Heidi Peltier, senior researcher at the Watson Institute for International and Public Affairs at Brown University and programmes director at the Costs of War project, wrote in a June report that military spending supports 6.1 jobs per $1m spent.
By comparison, the report found that healthcare creates 11.6 jobs per $1m – nearly double – while a $1m investment in primary and secondary education creates 21 jobs, more than three times as many. The same investment in wind and solar also would create nine to 14 percent more jobs.
Better uses for $95bn
According to Koshgarian of the Institute for Policy Studies, there are a multitude of ways $95bn could be better used to support Americans, from funding programmes that tackle child poverty and education, to addressing housing affordability issues.
She noted, for example, that a critical federal nutrition programme for women, infants and children – known as WIC – is facing a $1bn funding shortfall. “It’s an incredibly important programme, there are many families that have depended on it,” she said. “$1bn to make up the shortfall would be easy to come up with.”
The US is also falling short of its climate adaptability and green economy goals, Koshgarian told Al Jazeera, and the public is “told consistently that we don’t have the funds to afford those programmes in full”.
Greater investments in programmes like these, she added, will “pay off in multiple ways down the line for people in this country, in a way that investing in wars overseas [doesn’t]”.

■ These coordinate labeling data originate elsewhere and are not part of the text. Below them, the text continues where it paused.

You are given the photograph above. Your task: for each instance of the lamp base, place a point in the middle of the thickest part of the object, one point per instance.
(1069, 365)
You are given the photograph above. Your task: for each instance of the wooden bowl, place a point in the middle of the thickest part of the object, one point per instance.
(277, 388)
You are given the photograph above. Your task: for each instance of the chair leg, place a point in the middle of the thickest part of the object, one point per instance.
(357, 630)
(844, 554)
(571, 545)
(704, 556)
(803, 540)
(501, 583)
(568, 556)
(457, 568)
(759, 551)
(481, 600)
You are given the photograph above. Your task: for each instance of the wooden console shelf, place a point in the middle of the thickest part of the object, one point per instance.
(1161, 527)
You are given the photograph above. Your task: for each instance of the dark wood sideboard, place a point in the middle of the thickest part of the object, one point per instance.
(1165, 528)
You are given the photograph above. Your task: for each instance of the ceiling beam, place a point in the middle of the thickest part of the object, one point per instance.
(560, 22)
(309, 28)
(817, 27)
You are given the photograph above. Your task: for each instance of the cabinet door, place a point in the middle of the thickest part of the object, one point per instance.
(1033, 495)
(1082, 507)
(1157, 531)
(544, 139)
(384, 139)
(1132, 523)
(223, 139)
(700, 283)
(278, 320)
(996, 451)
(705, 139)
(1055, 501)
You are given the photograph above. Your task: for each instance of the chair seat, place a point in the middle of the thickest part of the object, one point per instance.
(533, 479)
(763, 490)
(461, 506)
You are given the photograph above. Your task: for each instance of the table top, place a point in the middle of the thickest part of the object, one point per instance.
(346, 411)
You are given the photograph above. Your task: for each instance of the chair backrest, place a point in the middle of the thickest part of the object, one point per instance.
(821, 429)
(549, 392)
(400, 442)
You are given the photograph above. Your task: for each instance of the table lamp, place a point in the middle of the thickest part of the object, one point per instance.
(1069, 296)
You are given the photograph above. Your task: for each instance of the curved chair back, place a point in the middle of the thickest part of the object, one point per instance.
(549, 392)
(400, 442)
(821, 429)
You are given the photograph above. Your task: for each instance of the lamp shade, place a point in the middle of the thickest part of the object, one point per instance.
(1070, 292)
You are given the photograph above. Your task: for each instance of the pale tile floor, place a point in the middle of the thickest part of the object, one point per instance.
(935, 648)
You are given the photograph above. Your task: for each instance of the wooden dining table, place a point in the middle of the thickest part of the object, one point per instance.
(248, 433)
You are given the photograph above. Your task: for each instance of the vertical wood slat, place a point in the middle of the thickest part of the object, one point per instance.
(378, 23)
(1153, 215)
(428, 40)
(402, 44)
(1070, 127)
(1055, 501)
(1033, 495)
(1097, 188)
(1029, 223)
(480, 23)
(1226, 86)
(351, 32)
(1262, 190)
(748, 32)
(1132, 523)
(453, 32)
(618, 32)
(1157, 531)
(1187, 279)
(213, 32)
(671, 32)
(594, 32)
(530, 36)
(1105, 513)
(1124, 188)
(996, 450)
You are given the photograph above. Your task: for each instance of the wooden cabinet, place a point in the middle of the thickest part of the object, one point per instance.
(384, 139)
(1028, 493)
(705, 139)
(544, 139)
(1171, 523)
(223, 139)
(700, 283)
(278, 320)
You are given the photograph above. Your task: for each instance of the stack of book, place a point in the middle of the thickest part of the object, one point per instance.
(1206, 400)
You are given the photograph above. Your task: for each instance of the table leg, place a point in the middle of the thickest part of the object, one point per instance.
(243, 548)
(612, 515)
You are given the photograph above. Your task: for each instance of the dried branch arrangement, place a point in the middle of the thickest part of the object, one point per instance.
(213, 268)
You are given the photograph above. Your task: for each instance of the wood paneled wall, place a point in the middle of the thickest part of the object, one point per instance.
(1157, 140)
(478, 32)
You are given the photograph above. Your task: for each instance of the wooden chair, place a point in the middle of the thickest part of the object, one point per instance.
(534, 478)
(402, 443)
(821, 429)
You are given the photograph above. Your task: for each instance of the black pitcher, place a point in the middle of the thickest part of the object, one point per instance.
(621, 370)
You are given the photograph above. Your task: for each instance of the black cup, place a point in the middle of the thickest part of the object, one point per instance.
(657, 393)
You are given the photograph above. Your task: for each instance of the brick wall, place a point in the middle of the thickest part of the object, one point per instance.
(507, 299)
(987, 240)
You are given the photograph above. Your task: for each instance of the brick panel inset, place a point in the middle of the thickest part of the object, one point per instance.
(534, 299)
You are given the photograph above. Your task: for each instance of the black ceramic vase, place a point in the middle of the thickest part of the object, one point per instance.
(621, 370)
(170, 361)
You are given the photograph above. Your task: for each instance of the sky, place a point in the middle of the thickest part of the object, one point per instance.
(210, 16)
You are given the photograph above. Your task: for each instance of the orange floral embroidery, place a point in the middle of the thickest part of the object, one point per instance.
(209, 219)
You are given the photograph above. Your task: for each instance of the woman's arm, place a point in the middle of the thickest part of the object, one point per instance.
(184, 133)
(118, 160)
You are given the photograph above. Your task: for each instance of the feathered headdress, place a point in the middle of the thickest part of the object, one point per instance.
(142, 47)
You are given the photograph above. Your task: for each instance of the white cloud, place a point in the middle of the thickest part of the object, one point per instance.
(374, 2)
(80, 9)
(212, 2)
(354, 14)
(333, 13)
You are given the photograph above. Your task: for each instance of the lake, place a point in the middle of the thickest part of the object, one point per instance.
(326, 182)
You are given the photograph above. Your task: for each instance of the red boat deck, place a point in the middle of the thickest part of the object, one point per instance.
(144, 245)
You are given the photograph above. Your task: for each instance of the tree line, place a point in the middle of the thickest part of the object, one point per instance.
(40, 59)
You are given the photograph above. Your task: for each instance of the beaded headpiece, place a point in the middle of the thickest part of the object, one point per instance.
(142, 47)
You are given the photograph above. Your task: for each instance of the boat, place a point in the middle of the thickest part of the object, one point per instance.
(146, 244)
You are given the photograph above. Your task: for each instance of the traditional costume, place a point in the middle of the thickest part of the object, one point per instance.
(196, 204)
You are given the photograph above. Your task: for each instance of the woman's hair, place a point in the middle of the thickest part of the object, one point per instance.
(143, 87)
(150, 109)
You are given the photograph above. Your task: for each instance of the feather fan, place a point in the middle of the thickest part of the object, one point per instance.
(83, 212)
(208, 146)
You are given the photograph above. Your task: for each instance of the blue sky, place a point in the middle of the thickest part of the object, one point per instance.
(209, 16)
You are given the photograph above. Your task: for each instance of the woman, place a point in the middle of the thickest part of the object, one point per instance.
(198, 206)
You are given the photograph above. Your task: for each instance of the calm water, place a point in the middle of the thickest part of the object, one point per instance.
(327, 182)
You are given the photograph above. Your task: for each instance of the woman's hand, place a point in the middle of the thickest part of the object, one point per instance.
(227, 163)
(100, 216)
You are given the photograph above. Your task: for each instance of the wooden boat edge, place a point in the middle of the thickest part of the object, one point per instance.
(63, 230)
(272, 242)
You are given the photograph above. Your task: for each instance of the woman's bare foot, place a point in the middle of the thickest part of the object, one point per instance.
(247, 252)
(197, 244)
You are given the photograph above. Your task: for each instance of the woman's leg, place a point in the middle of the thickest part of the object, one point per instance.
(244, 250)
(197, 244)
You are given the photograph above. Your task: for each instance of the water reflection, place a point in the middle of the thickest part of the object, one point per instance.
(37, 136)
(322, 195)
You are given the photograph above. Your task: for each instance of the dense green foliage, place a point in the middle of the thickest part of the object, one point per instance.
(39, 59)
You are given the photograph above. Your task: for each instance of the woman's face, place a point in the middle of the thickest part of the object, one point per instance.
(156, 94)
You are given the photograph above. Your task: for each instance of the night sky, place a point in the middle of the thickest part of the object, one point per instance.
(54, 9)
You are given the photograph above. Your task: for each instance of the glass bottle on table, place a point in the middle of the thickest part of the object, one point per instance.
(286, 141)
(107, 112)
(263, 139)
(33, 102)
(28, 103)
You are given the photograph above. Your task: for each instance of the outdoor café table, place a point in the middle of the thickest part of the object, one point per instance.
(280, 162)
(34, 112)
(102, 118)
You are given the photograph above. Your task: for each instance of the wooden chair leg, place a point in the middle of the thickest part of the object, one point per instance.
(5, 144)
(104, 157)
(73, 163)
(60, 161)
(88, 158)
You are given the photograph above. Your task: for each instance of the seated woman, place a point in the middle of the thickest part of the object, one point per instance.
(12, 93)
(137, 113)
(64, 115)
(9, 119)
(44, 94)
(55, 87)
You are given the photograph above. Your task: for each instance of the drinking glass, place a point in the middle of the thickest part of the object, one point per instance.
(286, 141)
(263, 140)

“When the US invests in war in another location, it just perpetuates those instabilities, and it’s not a cycle that can end through just investing in militarism over and over again.”
Merryman-Lotze at the American Friends Service Committee also said that $95bn could be better spent on domestic priorities, such as the environment and education.
And if the US really wants to address the root causes of conflicts abroad, it could also do better than spending money on weapons, he added.
“The US approach to conflict and problems is one that is highly militarised, whether that’s the way in which we respond to crime at home through policing and prisons, or we respond to conflict overseas through a reliance on military force,” Merryman-Lotze told Al Jazeera.
“The first thing that we turn to in most instances is the military, the police, violence and guns. That’s the way that our system has been built up over decades, and there’s a need to break away from that addiction to the idea that force is how we bring ourselves security.”